Mrs Owusu- Ekuful made these remarks in a speech read on her behalf during the commemoration of the 2019 International Day for Universal Access in Accra.
The event, hosted by the United Nations Education, Scientific and Cultural Organisation (UNESCO) and supported by the Ministry of Communications, was held under the theme: “Access to Information: Leaving No One Behind”.
Mrs Owusu-Ekuful said the many transformative of her Ministry’s programmes was how they were using infrastructure to advance women’s rights and bridge the gender inequality in information and communication technology (ICT).
She said to bridge this gap, the Ministry, through the Ghana Investment Fund for Electronic Communications (GIFEC) is implementing the Rural Telephony Project, Smart Community Project, and the Satellite TV Project.
She said at her Ministry, they have established the linkage between access to information and freedom of expression in their policies and programmes.

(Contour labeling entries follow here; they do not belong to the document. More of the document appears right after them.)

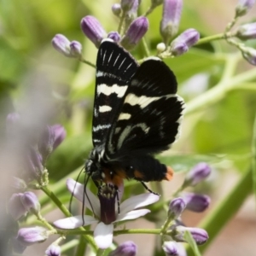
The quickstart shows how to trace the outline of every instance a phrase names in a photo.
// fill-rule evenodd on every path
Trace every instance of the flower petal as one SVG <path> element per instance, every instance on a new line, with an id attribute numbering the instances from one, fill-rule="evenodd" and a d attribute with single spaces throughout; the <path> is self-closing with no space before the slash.
<path id="1" fill-rule="evenodd" d="M 59 229 L 72 230 L 81 226 L 90 225 L 91 224 L 98 222 L 93 217 L 89 215 L 84 215 L 84 223 L 83 223 L 82 215 L 79 215 L 58 219 L 54 222 L 54 224 Z"/>
<path id="2" fill-rule="evenodd" d="M 113 225 L 106 225 L 100 222 L 94 230 L 94 240 L 101 249 L 107 249 L 110 247 L 113 241 Z"/>
<path id="3" fill-rule="evenodd" d="M 72 178 L 67 179 L 67 187 L 70 193 L 73 194 L 73 196 L 78 199 L 79 201 L 83 202 L 83 197 L 84 197 L 84 205 L 87 208 L 89 208 L 91 212 L 94 212 L 94 213 L 97 216 L 101 215 L 101 210 L 100 210 L 100 202 L 98 198 L 90 192 L 90 189 L 86 188 L 86 194 L 90 199 L 90 201 L 86 196 L 86 195 L 84 195 L 84 186 L 81 183 L 76 182 L 75 180 Z M 91 209 L 93 208 L 93 211 Z"/>
<path id="4" fill-rule="evenodd" d="M 138 207 L 153 204 L 159 201 L 160 196 L 152 193 L 144 193 L 124 201 L 120 205 L 121 213 L 128 212 Z"/>
<path id="5" fill-rule="evenodd" d="M 148 212 L 150 212 L 150 210 L 148 210 L 148 209 L 135 210 L 135 211 L 131 211 L 126 213 L 121 212 L 119 215 L 118 215 L 116 220 L 113 223 L 118 222 L 118 221 L 126 220 L 126 219 L 137 218 L 146 215 Z"/>

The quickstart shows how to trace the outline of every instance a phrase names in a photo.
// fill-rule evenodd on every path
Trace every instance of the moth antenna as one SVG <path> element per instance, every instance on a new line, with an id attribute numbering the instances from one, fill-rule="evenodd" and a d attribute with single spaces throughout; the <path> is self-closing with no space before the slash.
<path id="1" fill-rule="evenodd" d="M 120 213 L 120 201 L 119 201 L 119 188 L 117 186 L 114 186 L 114 189 L 116 190 L 116 200 L 118 204 L 118 214 Z"/>
<path id="2" fill-rule="evenodd" d="M 143 184 L 143 186 L 150 193 L 154 194 L 154 195 L 160 195 L 158 193 L 156 192 L 154 192 L 153 190 L 151 190 L 150 189 L 148 188 L 148 186 L 141 181 L 141 183 Z"/>
<path id="3" fill-rule="evenodd" d="M 79 180 L 79 177 L 80 177 L 80 175 L 81 175 L 81 173 L 82 173 L 82 172 L 83 172 L 84 169 L 84 167 L 83 167 L 83 168 L 81 169 L 81 171 L 79 172 L 79 175 L 78 175 L 78 177 L 77 177 L 77 178 L 76 178 L 76 183 L 75 183 L 75 186 L 74 186 L 74 188 L 73 188 L 73 192 L 72 192 L 72 194 L 71 194 L 71 197 L 70 197 L 69 204 L 68 204 L 68 211 L 69 211 L 70 213 L 71 213 L 71 205 L 72 205 L 72 201 L 73 201 L 73 191 L 74 191 L 74 189 L 76 189 L 76 185 L 77 185 L 78 180 Z"/>
<path id="4" fill-rule="evenodd" d="M 92 207 L 92 204 L 90 202 L 90 200 L 88 196 L 88 194 L 87 194 L 87 191 L 86 191 L 86 187 L 87 187 L 87 184 L 88 184 L 88 182 L 89 182 L 89 178 L 90 177 L 90 174 L 88 174 L 87 175 L 87 177 L 86 177 L 86 175 L 84 175 L 84 193 L 83 193 L 83 207 L 82 207 L 82 219 L 83 219 L 83 225 L 84 224 L 84 198 L 86 196 L 86 198 L 88 199 L 88 201 L 90 203 L 90 206 L 91 207 L 91 210 L 92 210 L 92 212 L 93 212 L 93 216 L 96 216 L 95 212 L 94 212 L 94 209 L 93 209 L 93 207 Z"/>

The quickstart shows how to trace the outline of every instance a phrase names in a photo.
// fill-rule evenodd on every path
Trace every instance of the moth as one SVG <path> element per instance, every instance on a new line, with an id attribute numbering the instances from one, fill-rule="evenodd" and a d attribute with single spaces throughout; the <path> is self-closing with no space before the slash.
<path id="1" fill-rule="evenodd" d="M 147 188 L 144 182 L 172 178 L 172 169 L 154 155 L 177 137 L 184 102 L 177 86 L 160 59 L 151 57 L 139 66 L 111 39 L 102 41 L 96 58 L 93 149 L 85 162 L 85 173 L 97 186 L 110 183 L 118 188 L 127 178 Z"/>

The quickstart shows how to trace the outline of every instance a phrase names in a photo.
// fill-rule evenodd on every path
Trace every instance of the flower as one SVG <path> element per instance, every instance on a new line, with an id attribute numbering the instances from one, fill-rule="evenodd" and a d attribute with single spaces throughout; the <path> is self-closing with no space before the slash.
<path id="1" fill-rule="evenodd" d="M 43 227 L 22 228 L 18 231 L 16 240 L 21 246 L 28 247 L 42 242 L 48 238 L 47 230 Z"/>
<path id="2" fill-rule="evenodd" d="M 236 36 L 242 40 L 256 38 L 256 22 L 240 26 Z"/>
<path id="3" fill-rule="evenodd" d="M 121 40 L 122 46 L 126 49 L 131 49 L 145 35 L 148 26 L 148 20 L 146 17 L 141 16 L 135 19 Z"/>
<path id="4" fill-rule="evenodd" d="M 187 256 L 184 247 L 174 241 L 165 241 L 162 247 L 166 256 Z"/>
<path id="5" fill-rule="evenodd" d="M 254 3 L 255 0 L 239 0 L 236 7 L 236 17 L 245 15 Z"/>
<path id="6" fill-rule="evenodd" d="M 58 245 L 52 243 L 45 251 L 47 256 L 61 256 L 61 247 Z"/>
<path id="7" fill-rule="evenodd" d="M 166 44 L 177 32 L 182 9 L 183 0 L 166 0 L 164 2 L 160 34 Z"/>
<path id="8" fill-rule="evenodd" d="M 195 186 L 211 173 L 211 168 L 207 163 L 199 163 L 193 169 L 191 169 L 186 175 L 183 188 L 187 186 Z"/>
<path id="9" fill-rule="evenodd" d="M 175 198 L 170 202 L 168 215 L 172 216 L 173 219 L 177 218 L 185 207 L 186 203 L 181 197 Z"/>
<path id="10" fill-rule="evenodd" d="M 70 42 L 69 40 L 61 34 L 56 34 L 51 44 L 53 47 L 60 53 L 63 54 L 67 57 L 70 57 Z"/>
<path id="11" fill-rule="evenodd" d="M 127 241 L 112 251 L 108 256 L 135 256 L 136 253 L 137 245 L 132 241 Z"/>
<path id="12" fill-rule="evenodd" d="M 67 186 L 68 190 L 73 193 L 74 197 L 83 202 L 83 195 L 84 191 L 84 185 L 77 183 L 73 179 L 68 178 L 67 180 Z M 150 211 L 148 209 L 135 209 L 148 206 L 159 200 L 159 195 L 148 193 L 129 198 L 120 204 L 119 214 L 117 214 L 118 209 L 114 208 L 114 218 L 112 218 L 111 221 L 109 221 L 109 219 L 113 217 L 109 218 L 110 214 L 108 214 L 109 212 L 108 212 L 108 209 L 102 209 L 102 207 L 96 196 L 93 195 L 87 188 L 85 189 L 88 196 L 84 196 L 84 203 L 91 212 L 95 213 L 96 218 L 88 215 L 79 215 L 56 220 L 54 222 L 54 224 L 57 228 L 68 230 L 98 223 L 94 230 L 94 239 L 96 245 L 102 249 L 108 248 L 111 245 L 113 240 L 113 224 L 115 223 L 127 219 L 137 218 L 148 213 Z M 115 197 L 111 201 L 111 196 L 108 195 L 108 195 L 107 197 L 110 198 L 108 201 L 110 204 L 108 204 L 108 208 L 109 207 L 110 212 L 113 212 L 113 206 L 115 207 Z M 119 198 L 120 198 L 120 196 Z M 106 214 L 108 214 L 107 220 L 103 219 L 103 221 L 106 223 L 103 223 L 102 219 L 102 217 L 101 216 L 101 213 L 102 213 L 102 211 L 105 211 L 104 212 L 107 212 Z"/>
<path id="13" fill-rule="evenodd" d="M 81 20 L 81 28 L 84 35 L 99 48 L 103 38 L 107 38 L 107 33 L 99 22 L 94 16 L 85 16 Z"/>
<path id="14" fill-rule="evenodd" d="M 182 198 L 186 203 L 186 209 L 195 212 L 205 211 L 211 202 L 211 199 L 208 195 L 195 193 L 184 193 Z"/>
<path id="15" fill-rule="evenodd" d="M 174 56 L 183 55 L 199 40 L 199 32 L 195 29 L 187 29 L 171 43 L 171 53 Z"/>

She said they were working in tandem with the Ministry of Information to realise the vision of the President to ensure, the Right to Information and Freedom of Expression, leading to an open and accessible internet lined-up with government’s initiatives.
“We are witnessing a rapid digital transformation of our societies and aware of the indispensability of digital technology.”
She said the unprecedented digital transformation of the new era was leading to new forms of inequality.
Mrs Owusu-Ekuful said to combat this, digital innovation must go hand in hand with the obligation to adopt and improve legislation for public access to information and investing in relevant infrastructure to drive sustainable development.
Mr Abdourahamane Diallo, UNESCO Representative to Ghana, said Access to Information (ATI) is being recognised more and more as a requisite for sustainable development.
He said a recent UNESCO research, using Sustainable Development Goal (SGD) indicator 16.10.2, revealed a need to improve tracking and processing information requests and appeals; as well proactive disclosure.
Mr Diallo said the study also found out that oversight and appeal bodies needed strengthening as they are the essential components of ATI law enforcement, adding that “UNESCO is committed to assisting the government through the Ministry of Information to strengthen these components.
Madam Nicola Nana Yaa Hodasi, a Political and Economic Advisor at the Embassy of Federal Republic of Germany, acknowledged important initiatives taken by the government to move more towards an open government; such as the Ghana Open Data Initiative.
She said there are still some challenges, particularly at the district level, where information is often stored on paper and access meant a lengthy process through the district assembly, often dependent on finding the right person at the right time at the right place.
Since 2016, UNESCO marks 28th September as the “International Day for Universal Access to Information” following the adoption of a resolution (38C/70) in 2016 declaring every 28 September of every year as International Day for Universal Access to Information (IDUAI).
The IDUAI has particular relevance with Agenda 2030 with specific reference to SDG 12 on investment in rural infrastructure and technology development, SDG 11 on positive economic, social and environmental links between urban, peri-urban and rural areas and SDG 16 on initiatives to adopt and implement constitutional, statutory and policy guarantees for public ATI.
Infrastructure and technology development are essential elements in building knowledge societies as inequalities to access information sources, contents and infrastructures cast doubt on the information society’s global character and, consequently, hamper the growth of knowledge societies.
UNESCO promotes, through the Global Broadband Commission, for accelerating broadband rollout worldwide and examine applications that could see broadband networks improve the delivery of several social services, including education, environmental management and safety.